The arrangement of two coolant nozzles 8 on the spray bar 1 designed as a tube is shown in FIG. 3. The nozzle slots 11 can be rotated (shown on the left in FIG. 3), so that the width and the coverage of the individual coolant jets can be adapted to the chamber width of the carrier. From view A (right half of Fig. 3) it can be seen that the coolant nozzles are arranged offset on the spray bar (water supply pipe) 1 and direct the coolant at different angles α and β on the carrier. As a result, the largest possible coolant application area is set on the carrier and an intensive cooling effect is thus achieved.

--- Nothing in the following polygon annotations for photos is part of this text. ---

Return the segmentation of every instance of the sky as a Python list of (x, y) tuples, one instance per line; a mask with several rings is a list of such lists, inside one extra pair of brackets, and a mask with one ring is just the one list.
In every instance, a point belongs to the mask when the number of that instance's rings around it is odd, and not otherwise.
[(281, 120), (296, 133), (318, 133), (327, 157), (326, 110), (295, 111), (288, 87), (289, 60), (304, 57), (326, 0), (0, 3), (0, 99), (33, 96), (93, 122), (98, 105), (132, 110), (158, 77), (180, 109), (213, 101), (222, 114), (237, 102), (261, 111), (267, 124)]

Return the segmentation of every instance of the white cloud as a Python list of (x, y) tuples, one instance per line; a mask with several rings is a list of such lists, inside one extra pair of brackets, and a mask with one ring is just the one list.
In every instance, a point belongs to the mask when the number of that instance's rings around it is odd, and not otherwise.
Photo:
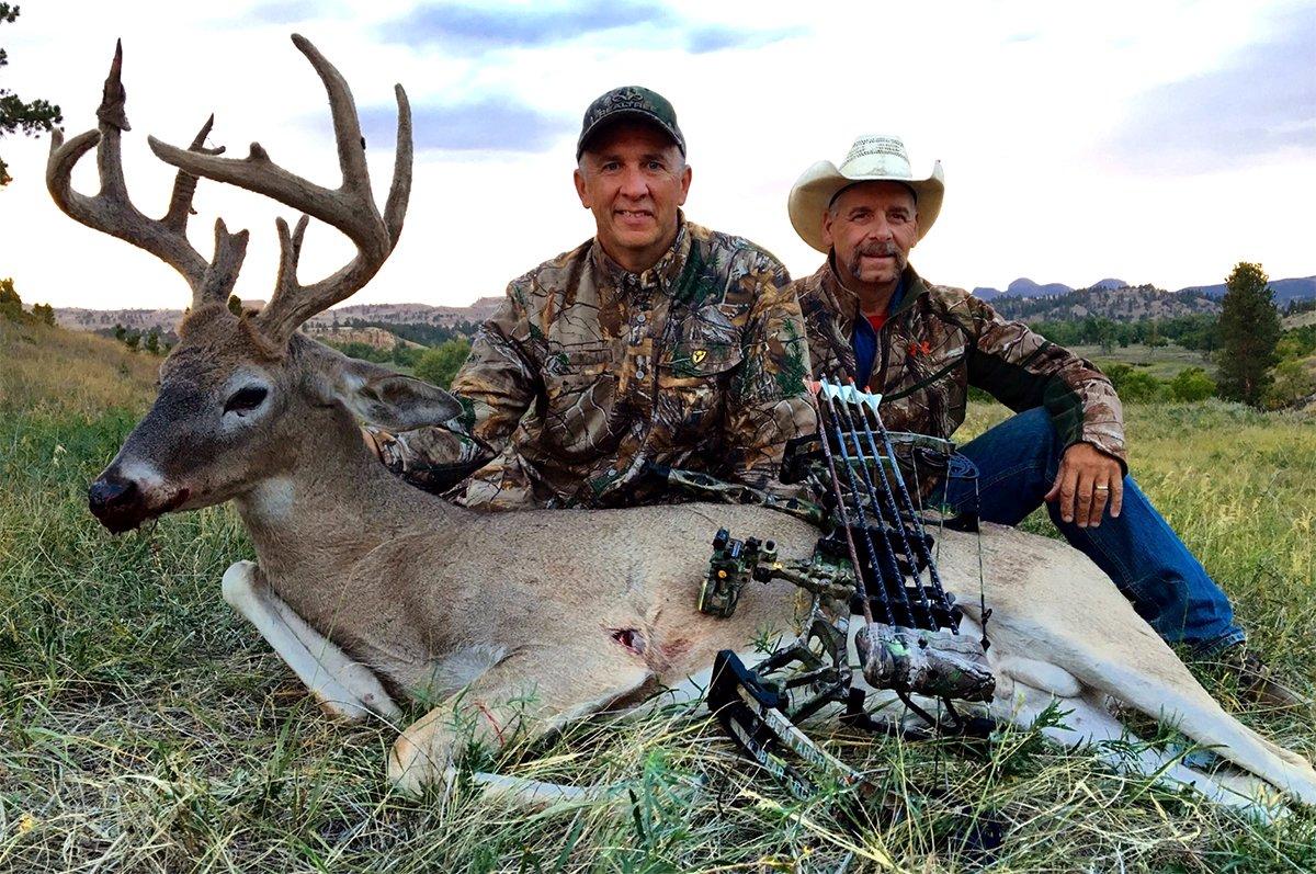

In Figs. 4 to 6 different widths carrier 12, 13 and 14 are shown in cross section. In FIG. 4, two coolant nozzles 8 , as shown on the spray bar 1 in FIG. 1, are clearly sufficient to cover the entire width of the web 15 . In the case of an extremely wide carrier 13 , as is shown schematically in FIG. 5, three pairs of coolant nozzles with coolant nozzles 8 are used; this corresponds to the arrangement of the spray bar 3 in FIG. 1. A medium-width carrier 14 is injection molded with two pairs of coolant nozzles, which corresponds to the spray bar 2 in FIG. 1. In the exemplary embodiment, flat jet nozzles with rotatable adjustment are used, which enable the most favorable adaptation to the width of the respective web 15 . Of course, it is also possible to use several spray bars at the same time, ie more coolant nozzles than required for the width of the webs, for example in order to increase the cooling intensity.

Claims (9)

1. A method for avoiding the non-parallelism of the carrier profiles occurring during the rolling of carriers on universal carrier lines by partially loading the carrier with coolant, characterized in that the coolant is applied to the underside of the web during the rolling process in order to set an approximately symmetrical temperature profile in the web. 2. The method according to claim 1, characterized, that the coolant intensity by regulating the amount of coolant and / or Density of exposure depending on that on the top and bottom of the Steges measured temperature and the calculated from it Temperature difference is regulated. 3. Device for carrying out the method according to claim 1 and 2, characterized in that in or in the immediate vicinity of at least one universal roll stand ( 10 ) in the region of the underside of the web ( 15 ) of the carrier ( 12 , 13 , 14 ) and coolant nozzles directed towards this ( 8 ) are arranged. 4. Apparatus according to claim 3, characterized in that the coolant nozzles (8) are arranged in the region of the reversing universal rolling stands (8). 5. The device according to claim 3, characterized in that the coolant nozzles ( 8 ) are arranged at several locations on a continuous universal carrier line. 6. The device according to claim 3 to 5, characterized in that the coolant nozzles ( 8 ) on successive spray bars ( 1 , 2 , 3 ) laterally offset one behind the other and to the rolling direction ( 7 ) are arranged inclined. 7. The device according to claim 3 to 6, characterized in that individual coolant nozzles ( 8 ) can be switched on and off separately. 8. Apparatus according to claim 3 to 7, characterized in that coolant nozzles ( 8 ) with round or oval spray pattern can be used. 9. The device according to claim 3 to 7, characterized in that the coolant nozzles ( 8 ) are flat jet nozzles with rotatable adjustment.